Bombeiros e PF em luto

Bombeiros e PF em luto

» KELLY ALMEIDA » NATHÁLIA CARDIM
postado em 17/05/2015 00:00

Além do assassinato do coronel do Exército Sérgio Cerqueira, o fim de semana começou com a morte de outros dois agentes de segurança pública de Brasília. Um bombeiro foi assassinado com uma facada no peito, após separar uma briga, em Paranoá. Já em Mato Grosso, um policial federal brasiliense levou um tiro de fuzil ao tentar impedir um roubo de avião, durante uma operação da corporação. Até o fechamento desta edição, nenhum criminoso envolvido nas duas mortes havia sido preso.

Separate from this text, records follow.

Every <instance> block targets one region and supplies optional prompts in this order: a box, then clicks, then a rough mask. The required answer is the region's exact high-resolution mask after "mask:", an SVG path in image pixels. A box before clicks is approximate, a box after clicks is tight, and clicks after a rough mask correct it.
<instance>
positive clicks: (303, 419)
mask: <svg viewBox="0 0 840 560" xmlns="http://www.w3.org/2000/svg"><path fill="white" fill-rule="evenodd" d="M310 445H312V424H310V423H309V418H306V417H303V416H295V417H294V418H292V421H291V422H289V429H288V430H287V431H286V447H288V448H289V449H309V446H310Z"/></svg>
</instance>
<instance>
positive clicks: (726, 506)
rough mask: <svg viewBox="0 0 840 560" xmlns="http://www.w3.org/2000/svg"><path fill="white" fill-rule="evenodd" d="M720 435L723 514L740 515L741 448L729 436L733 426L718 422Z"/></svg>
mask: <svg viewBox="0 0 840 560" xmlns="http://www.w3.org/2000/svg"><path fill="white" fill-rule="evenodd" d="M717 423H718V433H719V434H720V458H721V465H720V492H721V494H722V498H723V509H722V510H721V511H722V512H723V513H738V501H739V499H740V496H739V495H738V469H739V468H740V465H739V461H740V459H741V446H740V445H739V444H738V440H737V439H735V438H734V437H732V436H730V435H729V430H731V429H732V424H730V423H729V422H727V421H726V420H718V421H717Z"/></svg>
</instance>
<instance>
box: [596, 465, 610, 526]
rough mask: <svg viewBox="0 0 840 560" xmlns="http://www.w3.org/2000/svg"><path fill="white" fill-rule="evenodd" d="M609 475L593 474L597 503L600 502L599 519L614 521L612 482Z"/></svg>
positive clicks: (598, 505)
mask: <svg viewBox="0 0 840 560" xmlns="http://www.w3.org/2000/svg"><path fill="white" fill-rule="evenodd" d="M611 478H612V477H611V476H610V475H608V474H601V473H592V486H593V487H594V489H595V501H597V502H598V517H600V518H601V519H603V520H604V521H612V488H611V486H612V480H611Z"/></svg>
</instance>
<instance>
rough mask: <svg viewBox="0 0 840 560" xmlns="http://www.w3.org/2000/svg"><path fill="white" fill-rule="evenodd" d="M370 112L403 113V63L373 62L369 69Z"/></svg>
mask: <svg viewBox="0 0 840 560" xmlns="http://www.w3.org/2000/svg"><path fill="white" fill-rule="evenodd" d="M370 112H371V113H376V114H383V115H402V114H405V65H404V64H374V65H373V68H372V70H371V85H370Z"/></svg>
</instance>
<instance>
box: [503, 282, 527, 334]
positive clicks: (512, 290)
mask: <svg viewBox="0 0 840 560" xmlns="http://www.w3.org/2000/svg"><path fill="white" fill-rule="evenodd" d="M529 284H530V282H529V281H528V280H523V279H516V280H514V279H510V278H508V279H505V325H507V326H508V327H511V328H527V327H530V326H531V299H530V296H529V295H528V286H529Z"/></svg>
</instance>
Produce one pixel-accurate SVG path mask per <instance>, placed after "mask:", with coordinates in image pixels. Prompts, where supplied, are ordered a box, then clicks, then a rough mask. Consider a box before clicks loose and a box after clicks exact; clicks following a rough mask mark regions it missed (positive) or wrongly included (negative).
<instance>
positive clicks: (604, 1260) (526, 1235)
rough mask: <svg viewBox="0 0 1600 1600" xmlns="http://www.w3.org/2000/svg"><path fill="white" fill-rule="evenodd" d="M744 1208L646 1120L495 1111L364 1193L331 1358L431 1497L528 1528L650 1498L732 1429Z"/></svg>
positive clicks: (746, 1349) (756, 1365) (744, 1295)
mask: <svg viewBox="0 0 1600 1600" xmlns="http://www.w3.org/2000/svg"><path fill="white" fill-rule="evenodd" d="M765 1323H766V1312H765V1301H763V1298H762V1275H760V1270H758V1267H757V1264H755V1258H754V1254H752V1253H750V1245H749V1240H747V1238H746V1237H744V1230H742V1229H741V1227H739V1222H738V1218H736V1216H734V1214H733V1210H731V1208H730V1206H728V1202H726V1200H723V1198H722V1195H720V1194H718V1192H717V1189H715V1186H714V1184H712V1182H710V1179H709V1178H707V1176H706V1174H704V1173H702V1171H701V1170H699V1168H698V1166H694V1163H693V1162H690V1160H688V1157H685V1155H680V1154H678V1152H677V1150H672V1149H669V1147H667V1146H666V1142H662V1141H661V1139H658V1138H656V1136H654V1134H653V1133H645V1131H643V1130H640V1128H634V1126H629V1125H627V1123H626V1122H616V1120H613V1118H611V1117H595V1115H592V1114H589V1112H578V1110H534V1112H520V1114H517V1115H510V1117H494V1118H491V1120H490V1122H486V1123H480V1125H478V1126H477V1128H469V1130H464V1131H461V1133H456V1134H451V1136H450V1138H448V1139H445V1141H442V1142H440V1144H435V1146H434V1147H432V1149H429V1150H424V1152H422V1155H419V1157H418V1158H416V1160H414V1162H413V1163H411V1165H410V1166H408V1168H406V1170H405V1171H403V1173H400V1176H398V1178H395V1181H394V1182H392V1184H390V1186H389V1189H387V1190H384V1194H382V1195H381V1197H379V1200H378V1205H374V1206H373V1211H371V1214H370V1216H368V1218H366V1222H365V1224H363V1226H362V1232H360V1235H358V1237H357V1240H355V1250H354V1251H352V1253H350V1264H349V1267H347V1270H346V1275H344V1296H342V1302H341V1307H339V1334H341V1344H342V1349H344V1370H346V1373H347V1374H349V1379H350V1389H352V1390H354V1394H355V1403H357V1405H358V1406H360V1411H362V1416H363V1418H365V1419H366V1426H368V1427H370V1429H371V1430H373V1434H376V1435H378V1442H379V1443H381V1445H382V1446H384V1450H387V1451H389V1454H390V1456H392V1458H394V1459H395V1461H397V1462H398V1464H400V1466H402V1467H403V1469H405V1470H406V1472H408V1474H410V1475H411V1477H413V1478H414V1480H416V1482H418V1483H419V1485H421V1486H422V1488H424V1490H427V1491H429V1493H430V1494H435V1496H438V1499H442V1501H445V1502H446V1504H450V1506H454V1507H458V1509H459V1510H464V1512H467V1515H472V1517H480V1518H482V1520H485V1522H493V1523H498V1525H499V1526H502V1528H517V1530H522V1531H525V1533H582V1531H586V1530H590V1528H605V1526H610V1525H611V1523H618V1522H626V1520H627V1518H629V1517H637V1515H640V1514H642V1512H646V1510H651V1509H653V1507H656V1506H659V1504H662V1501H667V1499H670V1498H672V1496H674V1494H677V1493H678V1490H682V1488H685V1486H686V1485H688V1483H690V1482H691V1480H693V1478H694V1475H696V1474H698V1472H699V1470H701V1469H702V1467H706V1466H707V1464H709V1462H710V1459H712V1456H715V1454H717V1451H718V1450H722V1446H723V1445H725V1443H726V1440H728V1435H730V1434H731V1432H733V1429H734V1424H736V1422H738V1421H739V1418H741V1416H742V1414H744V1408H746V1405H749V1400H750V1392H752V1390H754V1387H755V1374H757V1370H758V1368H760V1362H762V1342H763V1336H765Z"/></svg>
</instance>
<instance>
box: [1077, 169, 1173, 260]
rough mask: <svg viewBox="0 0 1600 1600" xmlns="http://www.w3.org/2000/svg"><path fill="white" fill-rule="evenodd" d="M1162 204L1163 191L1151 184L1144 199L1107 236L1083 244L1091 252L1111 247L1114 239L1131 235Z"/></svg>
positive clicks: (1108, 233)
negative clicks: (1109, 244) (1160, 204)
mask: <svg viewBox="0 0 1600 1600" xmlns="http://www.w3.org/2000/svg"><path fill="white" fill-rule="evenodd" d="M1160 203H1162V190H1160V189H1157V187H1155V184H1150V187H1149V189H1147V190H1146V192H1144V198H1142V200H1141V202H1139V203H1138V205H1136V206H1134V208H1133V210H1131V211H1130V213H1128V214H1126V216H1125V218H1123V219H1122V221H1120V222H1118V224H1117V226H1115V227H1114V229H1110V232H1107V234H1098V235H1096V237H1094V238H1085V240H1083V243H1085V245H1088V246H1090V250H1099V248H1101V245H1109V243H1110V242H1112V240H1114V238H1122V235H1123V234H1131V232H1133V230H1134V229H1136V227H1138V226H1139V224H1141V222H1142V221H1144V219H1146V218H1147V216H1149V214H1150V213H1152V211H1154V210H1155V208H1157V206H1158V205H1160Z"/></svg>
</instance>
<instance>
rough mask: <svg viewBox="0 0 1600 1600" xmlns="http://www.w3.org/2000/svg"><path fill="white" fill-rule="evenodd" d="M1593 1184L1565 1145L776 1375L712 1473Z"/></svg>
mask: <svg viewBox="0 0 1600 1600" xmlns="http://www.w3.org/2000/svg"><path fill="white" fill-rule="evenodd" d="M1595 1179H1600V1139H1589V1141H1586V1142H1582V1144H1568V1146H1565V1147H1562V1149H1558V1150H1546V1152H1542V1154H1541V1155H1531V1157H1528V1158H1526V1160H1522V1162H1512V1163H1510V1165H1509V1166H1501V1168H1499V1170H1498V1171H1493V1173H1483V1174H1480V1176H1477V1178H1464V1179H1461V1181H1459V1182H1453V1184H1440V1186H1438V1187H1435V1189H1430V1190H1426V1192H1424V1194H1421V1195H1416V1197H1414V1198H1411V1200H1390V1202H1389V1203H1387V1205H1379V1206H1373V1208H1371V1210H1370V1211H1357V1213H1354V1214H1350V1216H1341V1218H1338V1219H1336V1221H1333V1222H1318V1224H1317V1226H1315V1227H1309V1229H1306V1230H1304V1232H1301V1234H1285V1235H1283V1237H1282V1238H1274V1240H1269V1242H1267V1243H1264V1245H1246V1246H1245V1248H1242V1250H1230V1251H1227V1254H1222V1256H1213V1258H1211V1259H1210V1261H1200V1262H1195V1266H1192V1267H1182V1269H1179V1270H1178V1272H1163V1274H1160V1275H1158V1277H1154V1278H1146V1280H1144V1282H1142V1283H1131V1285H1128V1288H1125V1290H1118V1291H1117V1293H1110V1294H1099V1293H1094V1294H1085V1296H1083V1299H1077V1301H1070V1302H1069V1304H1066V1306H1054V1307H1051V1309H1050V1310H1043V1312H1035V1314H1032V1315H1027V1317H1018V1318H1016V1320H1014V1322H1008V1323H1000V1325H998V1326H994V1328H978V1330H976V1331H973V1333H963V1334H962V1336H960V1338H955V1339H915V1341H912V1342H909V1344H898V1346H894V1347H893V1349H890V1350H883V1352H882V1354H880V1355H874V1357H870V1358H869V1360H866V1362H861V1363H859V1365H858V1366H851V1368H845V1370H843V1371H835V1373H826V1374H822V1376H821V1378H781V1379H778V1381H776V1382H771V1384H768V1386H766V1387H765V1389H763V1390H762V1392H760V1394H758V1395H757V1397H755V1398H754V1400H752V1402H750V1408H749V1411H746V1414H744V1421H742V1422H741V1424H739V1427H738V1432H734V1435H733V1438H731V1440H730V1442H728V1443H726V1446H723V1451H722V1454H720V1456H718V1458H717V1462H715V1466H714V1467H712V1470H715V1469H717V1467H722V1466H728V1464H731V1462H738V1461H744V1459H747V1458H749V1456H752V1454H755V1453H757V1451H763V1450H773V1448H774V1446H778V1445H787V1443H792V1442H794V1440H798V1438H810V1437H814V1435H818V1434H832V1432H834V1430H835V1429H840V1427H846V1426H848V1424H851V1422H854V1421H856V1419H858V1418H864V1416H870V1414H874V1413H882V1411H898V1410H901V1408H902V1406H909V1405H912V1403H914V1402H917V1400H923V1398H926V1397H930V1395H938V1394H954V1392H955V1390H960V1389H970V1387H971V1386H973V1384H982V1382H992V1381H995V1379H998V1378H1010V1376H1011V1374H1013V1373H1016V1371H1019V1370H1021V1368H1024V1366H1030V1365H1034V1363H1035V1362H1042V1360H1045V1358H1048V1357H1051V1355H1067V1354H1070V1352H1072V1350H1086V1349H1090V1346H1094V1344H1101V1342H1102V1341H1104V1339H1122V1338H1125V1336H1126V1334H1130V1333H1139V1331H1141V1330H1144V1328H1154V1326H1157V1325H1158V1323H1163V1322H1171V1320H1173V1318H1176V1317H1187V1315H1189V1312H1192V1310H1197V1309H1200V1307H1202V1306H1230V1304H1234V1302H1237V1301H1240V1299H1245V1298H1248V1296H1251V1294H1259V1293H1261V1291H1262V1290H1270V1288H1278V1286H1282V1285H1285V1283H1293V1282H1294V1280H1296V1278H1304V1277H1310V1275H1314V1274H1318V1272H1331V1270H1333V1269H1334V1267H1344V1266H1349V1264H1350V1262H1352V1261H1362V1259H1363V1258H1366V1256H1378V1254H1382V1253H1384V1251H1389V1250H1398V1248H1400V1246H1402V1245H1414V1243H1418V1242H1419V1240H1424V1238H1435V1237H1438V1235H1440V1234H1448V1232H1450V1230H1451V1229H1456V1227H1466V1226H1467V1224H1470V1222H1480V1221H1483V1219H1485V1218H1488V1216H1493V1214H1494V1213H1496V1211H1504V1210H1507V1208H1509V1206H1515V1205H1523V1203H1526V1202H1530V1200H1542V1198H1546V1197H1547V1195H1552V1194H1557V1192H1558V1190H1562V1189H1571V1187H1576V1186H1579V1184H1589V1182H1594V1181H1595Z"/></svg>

Paulo Henrique Faria Gomes, 41 anos, era 3; sargento do Corpo de Bombeiros. Na noite de sexta-feira, foi para uma festa na casa de amigos no Itapoã, segundo a corporação. Ao deixar o local, apartou uma briga perto de onde estava. Ele se identificou como militar e, ao pensar que a situação estava resolvida, decidiu ir embora. Quando se dirigia para o carro, foi atingido com uma facada no peito. Ele recebeu os primeiros atendimentos pelos bombeiros, mas teve uma parada cardíaca e perdeu muito sangue. Mesmo assim, chegou a ser levado para o Hospital Regional do Paranoá ainda vivo. Foi submetido a uma cirurgia de emergência e encaminhado à Unidade de Terapia Intensiva (UTI), mas não resistiu aos ferimentos. O militar era casado, tinha uma filha e trabalhava no quartel do Paranoá.

Operação

Também na madrugada de ontem, o policial federal brasiliense Mário Henrique Mattos participava de uma operação da PF no município de Sinop (MT) para evitar o roubo de um avião particular em uma fazenda. Os criminosos usariam a aeronave para o tráfico de drogas. Quando a equipe de policiais entrou no local, os criminosos reagiram e houve troca de tiros. Mattos foi atingido no tórax. Ele chegou a ser levado para um hospital da região, mas morreu logo depois. Como o local da operação era uma zona rural, os bandidos fugiram por um matagal.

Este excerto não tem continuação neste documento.